Personal Finance & Money Asked by Randy Minder on June 9, 2021
I’m becoming more interested in buying gold / silver coins as a hedge against inflation and especially hyperinflation. I know very little about this, and there are thousands of sites on the internet about this. I’m sure many of them are a little less than honest.
For those of you who are experienced with this, could you point me to reputable sites that can explain how to go about doing this and perhaps reputable sites where gold and silver coins can be purchased?
Thanks very much.
I purchase one (1) ounce American Eagles or one (1) ounce Canadian Maple Leafs - both gold and silver.
I've purchased from www.coloradogold.com and www.monex.com. I would highly recommend www.coloradogold.com. I would not recommend www.monex.com. They seemed more interested in signing me up for a leveraged account.
I've read good reviews about www.apmex.com and www.tulving.com.
Also, check your local coin stores. I've found one locally that is just as competitive with the internet companies.
You should expect to pay around 4-6 % over the spot price (www.kitco.com).
Answered by Muro on June 9, 2021
Maybe you shuold look at buying into gold and silver ETFs instead..they are much more liquid and yuo can go in and oout of your positions very quickly
Answered by Aashu on June 9, 2021
Check here:
http://www.garynorth.com/public/department32.cfm
If you have specific questions, shell out $15 and become a member of the site. He actively answers questions himself. (That's not an affiliate link.)
There's a wealth of reliable information on gold, inflation, etc. there.
Answered by mbhunter on June 9, 2021
Looking at previous hyperinflation scenarios, it seems to me the best preparation is to get an option to leave the country. If you imagine yourself living in say Zimbabwe today then having gold coins would be ok, but having money stashed in South Africa and the legal right to move there would be much better.
So, as well as buying gold coins, store some of them in a country you think will be stable, ideally a place you have the right to live in. Perhaps buy some growth assets in that country too.
(None of this is to say I think the USA is on track to become anything like a failed state. But, whatever fraction of a probability you want to assign to the idea of hyperinflation, this is how I think you should play it.)
Answered by poolie on June 9, 2021
If you wish to buy actual gold, then www.kitco.com is a reputable site to buy from. (I'm not a part of kitco.com). I would note that paying for day to day items with gold is impractical. Since 1 oz of gold is currently at about $1300, buying some groceries or filling your tank of gas would require only a very small fraction of your 1 oz gold coin. The seller would very likely not have a kind of precision scale needed to confirm you were paying the appropriate amount of gold,(assuming they accept gold as payment to begin with).

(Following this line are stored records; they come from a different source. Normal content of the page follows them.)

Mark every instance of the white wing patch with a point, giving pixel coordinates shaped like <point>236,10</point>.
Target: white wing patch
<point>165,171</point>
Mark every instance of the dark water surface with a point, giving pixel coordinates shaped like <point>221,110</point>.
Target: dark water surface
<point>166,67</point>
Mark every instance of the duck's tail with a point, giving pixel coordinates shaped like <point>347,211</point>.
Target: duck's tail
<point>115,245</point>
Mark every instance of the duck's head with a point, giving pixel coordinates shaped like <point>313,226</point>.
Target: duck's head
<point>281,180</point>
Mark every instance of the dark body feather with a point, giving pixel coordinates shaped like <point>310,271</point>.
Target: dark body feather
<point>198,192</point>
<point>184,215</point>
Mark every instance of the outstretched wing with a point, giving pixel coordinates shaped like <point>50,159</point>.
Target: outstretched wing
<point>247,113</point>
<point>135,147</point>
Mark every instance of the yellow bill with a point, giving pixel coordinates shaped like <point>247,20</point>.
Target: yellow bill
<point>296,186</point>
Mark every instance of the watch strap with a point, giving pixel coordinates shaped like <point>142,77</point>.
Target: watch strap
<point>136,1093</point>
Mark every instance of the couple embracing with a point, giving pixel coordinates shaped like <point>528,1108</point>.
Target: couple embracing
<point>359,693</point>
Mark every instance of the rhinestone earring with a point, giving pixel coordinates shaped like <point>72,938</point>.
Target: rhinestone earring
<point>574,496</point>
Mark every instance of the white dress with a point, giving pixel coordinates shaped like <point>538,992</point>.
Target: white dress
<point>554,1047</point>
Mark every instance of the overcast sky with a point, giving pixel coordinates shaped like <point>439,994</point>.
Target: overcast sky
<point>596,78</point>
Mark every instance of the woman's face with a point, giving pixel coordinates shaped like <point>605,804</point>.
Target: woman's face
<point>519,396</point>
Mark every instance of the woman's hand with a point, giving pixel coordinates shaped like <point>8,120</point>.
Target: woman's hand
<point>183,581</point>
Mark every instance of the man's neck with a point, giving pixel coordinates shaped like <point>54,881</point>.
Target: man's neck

I have to agree with other answerers that if you believe there will unavoidably be hyper inflation similar to 1920's Germany, then you should move.
Answered by chrisfs on June 9, 2021
I'm becoming more interested in buying gold / silver coins as a hedge against inflation and especially hyperinflation. I know very little about this, and there are thousands of sites on the internet about this. I'm sure many of them are a little less than honest.
Don't.
A good strategy against inflation / hyperinflation has the following properties:
Let me suggest another hedge: a well-diversified stock portfolio.
In contrast to gold that has a real yield of 0% (that's because an ounce of gold today will be an ounce of gold in 20 years, nothing more than that), stocks have a real yield consisting of economic growth (around 2% nowadays) and dividend yield (around 3% nowadays). So, unlike gold that yields 0% in real terms, a well-diversified stock portfolio yields 5% in real terms. So for example in 20 years you have 2.65 times what you had originally. Plus, if inflation (hyper- or not) happened, your investment was protected against that.
If you buy only gold and nothing else, the hedge is highly dependent on the actual price of gold. It's not unheard of for real price of gold to drop by 90%. So against mild inflation it's a really poor hedge, because the value fluctuations of gold will usually exceed the inflation that's happening.
Adding silver to the mix makes the situation a bit better but it's still a portfolio of only 2 commodities. Usually you should have at least 50 if not 100 instruments in your portfolio.
However, someone could argue if value of money reduces by 10000000000x over a period of 20 years, does it matter that your investment increased in its nominal value by only 1000000000x? Well, I would still prefer stocks that would multiply in its nominal value by 26532977051x in 20 years (5% annual real growth).